I'm in a very weird mood these days. I say weird cos I have absolutely no idea what I feel exactly. I'm neither angry. Nor am I sad. I can't determine if I'm happy either.
But what I do know, is that my ability to tolerate people has been reduced to almost nothing. Not just limited to
dumb people anymore.
Was supposed to meet a fren for lunch today. Don't know her too well but wanted to catch up and see how things were with her. Since we kept saying we'll meet up anyways and not to mention how much we supposedly missed each other.
So we confirmed the meeting time and place yesterday evening. I cancelled all my appointments just so i could meet her.
Today she decided to cancel, two hrs after i called her to re-confirm. Well, not exactly "cancel", to be exact, she said if i didn't hear from her by noon, I was to assume that she couldn't make it. All this was done via SMS cos she was in a meeting and couldn't pick up the phone.
I had booked a table for two at a restaurant but told her it was all cool and met another friend for lunch. Shortly after, she texted me an apology.

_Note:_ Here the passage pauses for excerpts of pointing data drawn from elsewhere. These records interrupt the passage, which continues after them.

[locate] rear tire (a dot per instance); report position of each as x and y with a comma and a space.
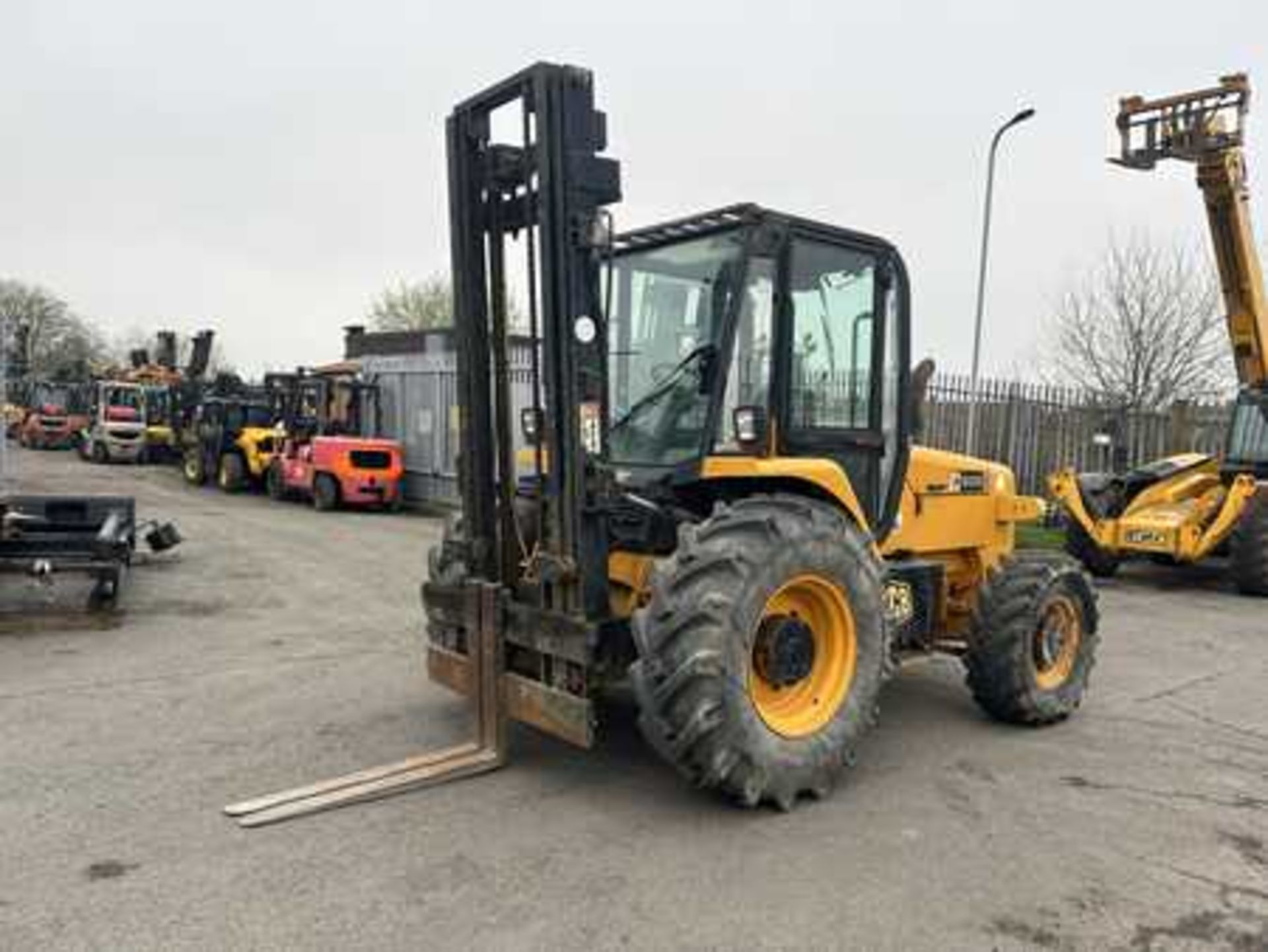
1097, 561
231, 476
1248, 547
275, 482
1032, 640
325, 492
194, 468
709, 702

Then we arranged to meet this evening. And because of that, I thought it'll be easier if I worked late from the office and met her right after that.

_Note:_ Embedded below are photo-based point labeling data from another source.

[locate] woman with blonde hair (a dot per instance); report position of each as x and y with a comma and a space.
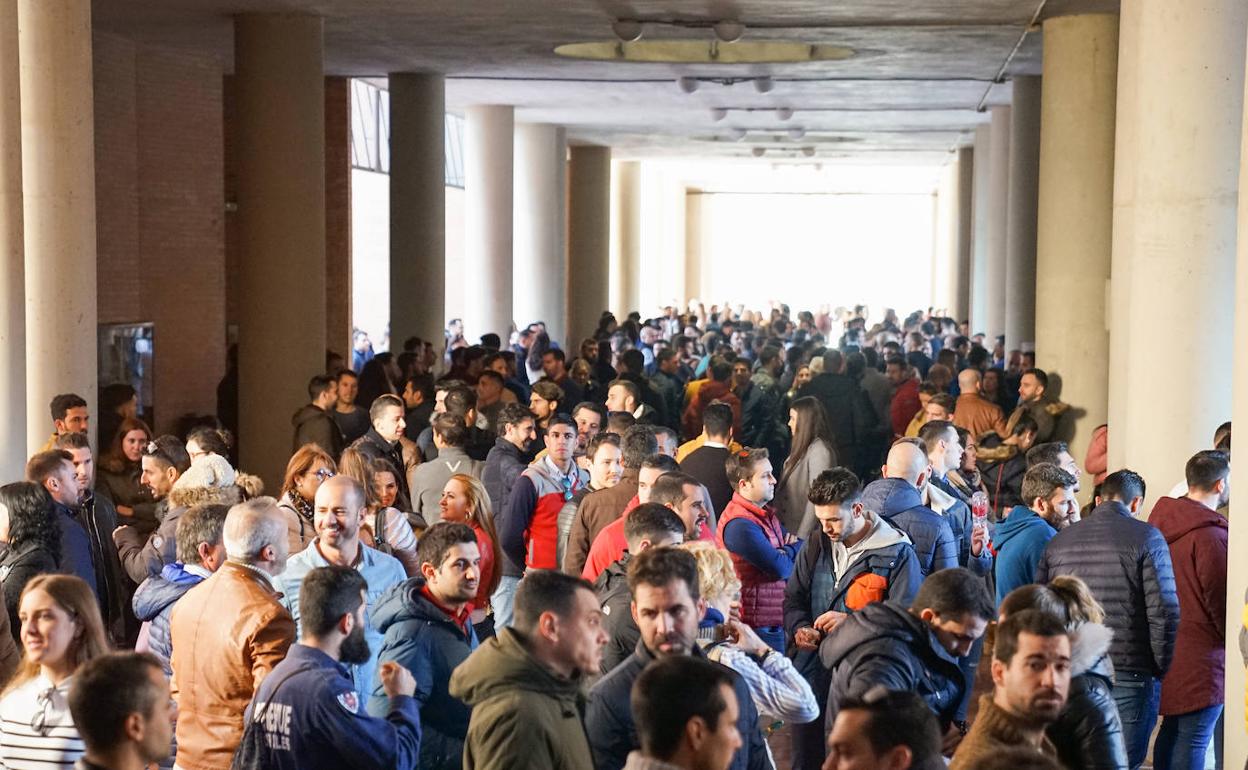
776, 687
381, 488
60, 630
466, 501
305, 473
1087, 733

So 45 mins before our meeting time, she texted me and said she was still running errands and asked if i still wanted to meet.
I said i was in the office and asked what time she'll be done. No reply.
I left the office 35 mins later and texted her, asking if we are still meeting up. No reply.
15 mins later i texted her and assumed we were not meeting up. No reply.
3 hours has passed and i still haven't gotten a reply.
But I am not pissed. Although if I was, I'd probably feel much better.
Eventhough i would have preferred to know earlier, so I could work late in the comfort of my own home instead.
Besides, this is not the first time she has done this. There were 3 other incidents which almost always, is followed by an apologetic text message.
And well, coincidentally, its not the first time i have deleted people off my phone book or MSN list either. That makes a grand total of two people out of my life this week. And its not even mid-week!
Keep counting folks - I love spring cleaning!
I don't know why but deleting people off makes me feel like i have "removed" them from my life completely. And in some sick, distorted way it gives me immense pleasure. Like sort of having the upper hand - meaning I kick your ass out, not the other way round. Woooooooohoooooo!
It also means that I am not
filing things away in some corner of my brain to deal with later. These morons are privileged enough to jump the queue and go straight to the fuckin recycle bin. Awesome. Zero baggage is what I always strive for.
Oh did I mention peace of mind too? Perfect, just what i need.
P.S : Do you think I'm PMSing? Though at this moment, its highly impossible.
UPDATE : She texted me an hour ago saying she was on the road and couldn't reply. I was very nice and chose not to reply, eventhough it took a lot of restrain on my part not to ask her if she has reached KL yet. For the benefit of my international readers, Kuala Lumpur (KL) which is the capital of Malaysia, is about 3 hours drive from Singapore.